Landmark hearings held by Kerry’s Senate Intelligence Subcommittee documented the Reagan/Bush team’s indifference to the narcotics-strewn criminal records of major contra suppliers.
At a Senate Intelligence Committee hearing held October 23rd – in response to the public furor that followed August’s news sensation – Kerry’s former top investigator Jack Blum testified that an “absolute stonewall” was erected by the head of the Justice Department’s Criminal Division, to keep Kerry’s 1987-89 inquiry from evidence tying the contras to cocaine. The head of that division was Bill Weld.
Sure, the Mercury News’s series has come under attack, especially by the Washington Post. But little in the Post’s 5,000-word critique would assuage CIA critics, least of all the statement that (Nicaraguan cocaine trafficker Jose) “Blandon handled only about five tons of cocaine during a decade-long career.”
Moreover, not only is the CIA/cocaine connection a fact of life – but the Mercury News’ stories resonate with a well-established history of CIA collaboration with and protection of major narcotics traffickers. In postwar France, the newly created Agency recruited thugs from dormant Corsican mafia to terrorize Socialist politicians. The mafiosi, reinvigorated and protected by its new ties to intelligence and the Gaullist party, proceeded to establish the “French Connection” that would ship tons of Southeast Asian heroin to the streets of New York City.
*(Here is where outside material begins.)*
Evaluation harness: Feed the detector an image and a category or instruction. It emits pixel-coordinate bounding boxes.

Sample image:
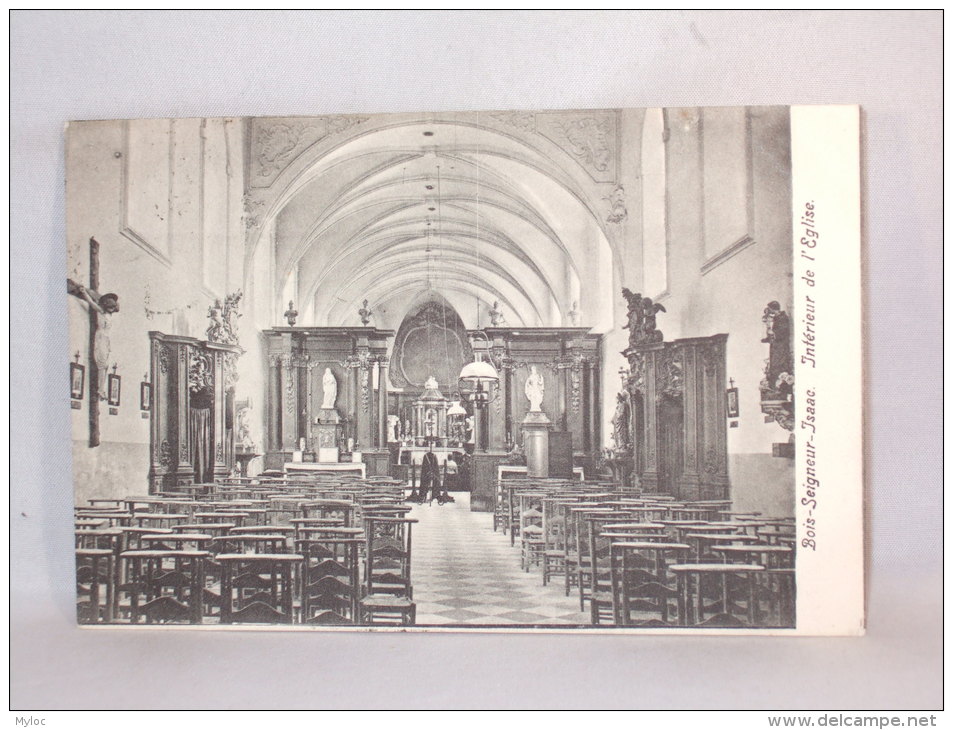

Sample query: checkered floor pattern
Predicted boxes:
[408,492,590,627]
Several years later the CIA assembled a small army of anti-Castro Cuban exiles for the 1961 Bay of Pigs invasion. Like the Corsicans before them, veterans of the abortive invasion would use Agency ties to skirt the law and avoid jail – at least till the end of the decade. On June 21, 1970, the Bureau of Narcotics and Dangerous Drugs collared 150 suspects in what the BNDD termed the largest roundup of major drug traffickers in the history of federal law enforcement.” [sic] According to then attorney general John Mitchell, the Justice Department had broken up a “nationwide ring of wholesalers handling about 30 percent of all heroin sales and 75 to 80 percent of all cocaine sales in the United States.” Two-thirds of those arrested were Bay of Pigs veterans.
In the ‘60s and ‘70s in Indochina, CIA-supported guerilla [sic] armies in Laos – and Washington-backed South Vietnamese dictators – profited directly from trafficking in Southeast Asian heroin, with U.S. east coast-based Sicilian mafiosi now in cahoots with the Corsicans.
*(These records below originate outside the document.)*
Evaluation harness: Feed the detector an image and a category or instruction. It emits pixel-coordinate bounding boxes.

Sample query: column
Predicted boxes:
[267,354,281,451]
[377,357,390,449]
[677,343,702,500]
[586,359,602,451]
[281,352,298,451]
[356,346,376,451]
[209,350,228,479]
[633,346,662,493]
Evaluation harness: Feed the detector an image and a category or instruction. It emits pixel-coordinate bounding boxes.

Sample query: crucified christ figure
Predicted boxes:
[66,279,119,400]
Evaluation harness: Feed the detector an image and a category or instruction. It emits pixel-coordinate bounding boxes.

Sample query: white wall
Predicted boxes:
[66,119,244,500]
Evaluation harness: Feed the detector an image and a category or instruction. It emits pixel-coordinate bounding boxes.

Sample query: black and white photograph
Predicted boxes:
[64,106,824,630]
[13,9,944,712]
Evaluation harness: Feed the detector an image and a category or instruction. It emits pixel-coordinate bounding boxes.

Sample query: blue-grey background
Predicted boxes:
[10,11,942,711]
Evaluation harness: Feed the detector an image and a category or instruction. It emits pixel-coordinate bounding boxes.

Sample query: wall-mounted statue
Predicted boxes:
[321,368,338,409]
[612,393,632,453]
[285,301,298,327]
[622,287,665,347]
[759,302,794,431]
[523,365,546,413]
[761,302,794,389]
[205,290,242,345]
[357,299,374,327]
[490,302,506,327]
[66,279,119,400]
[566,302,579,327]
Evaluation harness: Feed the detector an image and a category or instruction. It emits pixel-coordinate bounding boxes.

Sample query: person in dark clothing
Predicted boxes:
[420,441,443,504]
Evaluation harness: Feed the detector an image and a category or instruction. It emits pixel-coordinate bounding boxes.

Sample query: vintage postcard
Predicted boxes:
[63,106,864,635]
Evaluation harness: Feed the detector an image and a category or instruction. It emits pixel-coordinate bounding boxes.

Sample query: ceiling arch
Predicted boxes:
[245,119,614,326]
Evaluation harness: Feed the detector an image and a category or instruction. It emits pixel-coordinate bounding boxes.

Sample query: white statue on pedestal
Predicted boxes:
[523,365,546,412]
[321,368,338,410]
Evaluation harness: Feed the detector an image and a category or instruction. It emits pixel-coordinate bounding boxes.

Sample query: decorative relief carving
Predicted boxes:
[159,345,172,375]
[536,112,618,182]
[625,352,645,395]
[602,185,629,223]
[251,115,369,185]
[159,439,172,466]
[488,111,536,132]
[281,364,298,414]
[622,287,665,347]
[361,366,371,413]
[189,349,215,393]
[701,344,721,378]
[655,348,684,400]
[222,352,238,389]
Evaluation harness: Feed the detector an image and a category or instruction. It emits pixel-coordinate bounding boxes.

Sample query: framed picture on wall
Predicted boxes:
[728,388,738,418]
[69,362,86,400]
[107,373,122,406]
Then in the ‘80s, while the Agency was orchestrating the contras’ war of terror against Nicaragua’s Sandinista government, the Reagan/Bush White House would pump $2 billion into another army of “freedom fighters” waging guerrilla war in Afghanistan against Russian soldiers. The CIA’s top guerilla warlord, Gulbuddin Hekmatyar, would later be exposed as a major heroin trafficker – and trainer of anti-American, Islamic fundamentalist terrorists.
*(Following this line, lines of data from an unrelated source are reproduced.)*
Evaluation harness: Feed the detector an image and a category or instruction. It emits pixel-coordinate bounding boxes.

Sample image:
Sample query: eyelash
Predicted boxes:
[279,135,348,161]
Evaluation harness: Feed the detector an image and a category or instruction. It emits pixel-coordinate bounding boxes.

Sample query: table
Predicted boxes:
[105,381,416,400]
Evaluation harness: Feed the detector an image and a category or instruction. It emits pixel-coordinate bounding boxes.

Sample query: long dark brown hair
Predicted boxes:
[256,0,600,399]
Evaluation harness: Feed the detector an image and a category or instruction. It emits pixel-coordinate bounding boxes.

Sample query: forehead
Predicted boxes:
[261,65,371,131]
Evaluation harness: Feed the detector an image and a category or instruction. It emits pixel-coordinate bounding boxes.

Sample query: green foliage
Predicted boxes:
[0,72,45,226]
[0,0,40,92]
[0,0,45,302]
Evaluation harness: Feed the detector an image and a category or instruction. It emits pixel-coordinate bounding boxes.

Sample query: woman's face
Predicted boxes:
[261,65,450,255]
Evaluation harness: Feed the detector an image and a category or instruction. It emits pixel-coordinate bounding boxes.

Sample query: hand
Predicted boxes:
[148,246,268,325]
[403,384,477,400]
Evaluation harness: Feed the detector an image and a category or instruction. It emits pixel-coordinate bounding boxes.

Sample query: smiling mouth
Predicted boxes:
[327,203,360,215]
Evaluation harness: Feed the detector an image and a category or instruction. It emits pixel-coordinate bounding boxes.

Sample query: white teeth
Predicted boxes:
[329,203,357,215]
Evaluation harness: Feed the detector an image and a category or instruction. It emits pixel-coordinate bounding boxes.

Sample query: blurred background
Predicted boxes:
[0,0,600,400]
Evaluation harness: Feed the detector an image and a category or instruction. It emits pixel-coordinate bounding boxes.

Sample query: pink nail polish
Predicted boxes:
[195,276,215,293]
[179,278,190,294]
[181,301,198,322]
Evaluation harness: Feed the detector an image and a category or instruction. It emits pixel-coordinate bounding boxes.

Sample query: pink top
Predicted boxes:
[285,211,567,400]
Over this long and sordid history, the most serious and fruitful Congressional inquiry into CIA aiding and abetting of narcotics traffickers has been Senator John Kerry’s. So it’s a mystery why Kerry refuses to make political hay of it.
When Massachusetts governor Michael Dukakis opposed Vice President George Bush in the 1988 presidential race, Dukakis seemed incapable of uttering the phrase “contra drug trafficking” – despite the ammunition Kerry’s inquiry was providing.
Now Kerry himself has steered clear of the subject – despite its freshness in voters’ minds, the tightness of his senatorial race, and the allegation, according to Jack Blum, that (Deputy Attorney General) “Weld put a very serious block on any effort we made to get information.” Why, John?